Many have joked that the resulting film should have been subtitled Jason Takes A Cruise instead of Jason Takes Manhattan. It might have actually done better, at least with the fan base, if it had. The problem is that Paramount decided to lean hard on the New York angle as a way of promoting it. They even produced a poster of Jason slashing through the then-ubiquitous “I Love New York” logo (until they were busted for unauthorized use and forced to replace it).
That concept inspired genuine excitement and curiosity among genre buffs—who now largely went to Friday the 13th movies out of a sense of obligation, if at all—and that lasted right up until the film premiered and they discovered what was really going on. Even in those pre-social media days, word of mouth traveled pretty fast. While it beat Freddy Kruger into theaters, it ultimately proved to be the lowest-grossing film of the entire series. (Ironically, Nightmare on Elm Street 5: The Dream Child proved to be a flop as well—apparently in the summer of Batman, there was no interest in the slasher icons.)
Even though there have been worse Friday the 13th films over the years, Jason Takes Manhattan isn’t exactly begging for rediscovery. Hedden’s direction is reasonably stylish on a purely technical level, but he never generates any discernible trace of suspense at any point. With a couple of exceptions (including a bit in which Jason literally knocks a guy’s head off his shoulders with a single punch), the kills aren’t especially memorable either.
The characters are the usual array of cliches. There’s the Final Girl (Jensen Daggett, in a role that she reportedly won over the likes of Pamela Anderson and Elizabeth Berkley); the Blandly Handsome Guy (Scott Reeves); the Jagoff Adult (Peter Mark Richman); the Creepy Red Herring (Alex Diakun); the Bad Girls (Sharlene Martin and Kelly Hu); the Nerd (Martin Cummins) and the Black Guy (V.C. Dupree). By default, Jason (Kane Hodder, in his second outing behind the mask) serving as the only memorable one of the bunch.
Things start to perk up a little bit once the film reaches Manhattan. There are moments that work: Jason’s encounter with a boombox, jaded Manhattanites regarding him as just another weirdo on the streets. But they’re outstripped by the film’s budgetary compromises and an inexplicable unwillingness to fully exploit the satirical potential of its concept. Even Friday the 13th: Jason Lives a couple of years earlier managed to capitalize on its premise more effectively.
Ultimately, Friday the 13th: Jason Takes Manhattan is more wearying than anything else.

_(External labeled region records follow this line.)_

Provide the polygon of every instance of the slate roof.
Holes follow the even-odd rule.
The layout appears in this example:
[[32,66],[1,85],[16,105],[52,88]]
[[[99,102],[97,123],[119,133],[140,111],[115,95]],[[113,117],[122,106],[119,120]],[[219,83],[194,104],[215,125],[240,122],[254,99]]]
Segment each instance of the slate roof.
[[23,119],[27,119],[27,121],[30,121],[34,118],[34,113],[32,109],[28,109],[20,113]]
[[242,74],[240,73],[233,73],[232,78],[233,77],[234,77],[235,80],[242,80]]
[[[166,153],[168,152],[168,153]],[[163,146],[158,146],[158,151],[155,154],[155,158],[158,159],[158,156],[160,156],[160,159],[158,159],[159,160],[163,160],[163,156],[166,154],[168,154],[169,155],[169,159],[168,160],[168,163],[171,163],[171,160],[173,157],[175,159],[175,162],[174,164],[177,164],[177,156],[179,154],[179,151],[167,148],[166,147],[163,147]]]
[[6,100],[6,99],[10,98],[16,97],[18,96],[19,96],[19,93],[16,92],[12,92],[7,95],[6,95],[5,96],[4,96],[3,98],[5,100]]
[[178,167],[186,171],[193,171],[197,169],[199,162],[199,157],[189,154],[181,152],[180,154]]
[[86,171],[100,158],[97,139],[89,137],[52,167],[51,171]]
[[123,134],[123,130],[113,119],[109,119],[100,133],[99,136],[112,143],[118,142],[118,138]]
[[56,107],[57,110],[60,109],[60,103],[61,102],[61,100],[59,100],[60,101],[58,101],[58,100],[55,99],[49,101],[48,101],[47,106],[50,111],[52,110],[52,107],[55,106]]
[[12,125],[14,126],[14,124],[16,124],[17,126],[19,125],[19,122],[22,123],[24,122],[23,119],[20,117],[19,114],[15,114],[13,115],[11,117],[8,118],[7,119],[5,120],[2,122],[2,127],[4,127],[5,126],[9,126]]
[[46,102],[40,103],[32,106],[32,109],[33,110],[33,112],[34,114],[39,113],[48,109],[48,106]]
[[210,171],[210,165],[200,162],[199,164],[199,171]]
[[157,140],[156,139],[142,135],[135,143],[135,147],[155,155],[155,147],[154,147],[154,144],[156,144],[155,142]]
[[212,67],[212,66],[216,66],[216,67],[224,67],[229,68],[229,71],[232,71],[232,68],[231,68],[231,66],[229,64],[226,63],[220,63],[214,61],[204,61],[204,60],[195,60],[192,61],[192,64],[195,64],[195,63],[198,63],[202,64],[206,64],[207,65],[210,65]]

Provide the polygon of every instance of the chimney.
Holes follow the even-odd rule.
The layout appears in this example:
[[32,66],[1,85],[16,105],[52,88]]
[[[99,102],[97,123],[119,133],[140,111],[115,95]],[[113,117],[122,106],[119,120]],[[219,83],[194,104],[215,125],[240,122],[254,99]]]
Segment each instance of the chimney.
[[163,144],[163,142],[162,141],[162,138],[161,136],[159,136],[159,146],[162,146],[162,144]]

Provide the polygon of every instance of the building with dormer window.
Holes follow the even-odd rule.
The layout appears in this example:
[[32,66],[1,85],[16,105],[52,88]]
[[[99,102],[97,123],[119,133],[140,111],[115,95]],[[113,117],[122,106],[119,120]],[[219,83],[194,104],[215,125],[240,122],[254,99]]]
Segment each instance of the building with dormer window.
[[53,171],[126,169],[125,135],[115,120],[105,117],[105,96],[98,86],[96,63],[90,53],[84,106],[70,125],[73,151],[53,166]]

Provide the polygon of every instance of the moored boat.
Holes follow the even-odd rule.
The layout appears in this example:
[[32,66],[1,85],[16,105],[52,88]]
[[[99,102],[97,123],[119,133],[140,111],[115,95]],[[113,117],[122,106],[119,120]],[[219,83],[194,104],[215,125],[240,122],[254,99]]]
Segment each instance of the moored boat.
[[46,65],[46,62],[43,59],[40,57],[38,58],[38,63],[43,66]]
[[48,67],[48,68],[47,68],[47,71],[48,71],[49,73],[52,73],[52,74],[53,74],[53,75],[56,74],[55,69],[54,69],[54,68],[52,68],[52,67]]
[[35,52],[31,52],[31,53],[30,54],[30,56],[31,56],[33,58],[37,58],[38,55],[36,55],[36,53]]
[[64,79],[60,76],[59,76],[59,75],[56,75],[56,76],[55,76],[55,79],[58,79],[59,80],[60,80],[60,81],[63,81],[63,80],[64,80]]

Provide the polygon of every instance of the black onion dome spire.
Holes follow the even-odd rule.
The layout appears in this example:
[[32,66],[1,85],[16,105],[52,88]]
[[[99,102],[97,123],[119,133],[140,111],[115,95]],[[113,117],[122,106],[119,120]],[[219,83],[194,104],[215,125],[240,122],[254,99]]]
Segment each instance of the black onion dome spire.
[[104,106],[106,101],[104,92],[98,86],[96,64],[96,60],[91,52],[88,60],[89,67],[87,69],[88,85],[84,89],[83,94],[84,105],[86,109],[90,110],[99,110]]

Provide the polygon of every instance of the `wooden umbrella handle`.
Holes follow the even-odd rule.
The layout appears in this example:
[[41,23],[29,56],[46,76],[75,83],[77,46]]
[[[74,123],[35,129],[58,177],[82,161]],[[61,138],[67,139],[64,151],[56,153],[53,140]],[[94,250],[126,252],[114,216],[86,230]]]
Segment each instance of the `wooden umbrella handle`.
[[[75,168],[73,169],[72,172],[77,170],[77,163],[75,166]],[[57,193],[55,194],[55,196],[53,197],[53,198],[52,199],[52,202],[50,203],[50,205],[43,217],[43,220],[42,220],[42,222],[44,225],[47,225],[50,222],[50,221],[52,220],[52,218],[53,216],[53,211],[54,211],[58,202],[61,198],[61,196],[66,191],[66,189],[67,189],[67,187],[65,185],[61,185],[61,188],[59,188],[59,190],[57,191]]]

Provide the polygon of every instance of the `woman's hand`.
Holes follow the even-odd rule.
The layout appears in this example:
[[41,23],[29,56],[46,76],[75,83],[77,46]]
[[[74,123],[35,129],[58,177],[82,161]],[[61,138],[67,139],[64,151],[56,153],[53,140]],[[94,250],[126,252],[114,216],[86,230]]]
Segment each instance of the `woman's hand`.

It made viewers wait an unconscionably long time to get to the heart of its premise, and when it finally did, it didn’t come close to living up to it.
Following the failure of this film and the cancellation of the TV series, Paramount eventually sold the rights to New Line Cinema. It would be more than four years until the franchise would return to multiplexes. It may not have been consciously planned to end the franchise, but it does convey the feeling of a series that has gone on long past its shelf life and is running on fumes.
The big finale, in which Jason is drowned in a flood of toxic waste (you almost want to hear Jason scream “Ach, the hockey mask does nothing!”), has a pro forma feel to it that suggests both a lack of inspiration and a determination to finally get rid of the character once and for all. After all, what else could they do with him? Send him to Hell? Send him to space? Send him to wherever Freddy Krueger is hanging out? Send him to Michael Bay’s house? Don’t be ridiculous.
Oh well, at least it’s better than A New Beginning. Now that movie really sucks.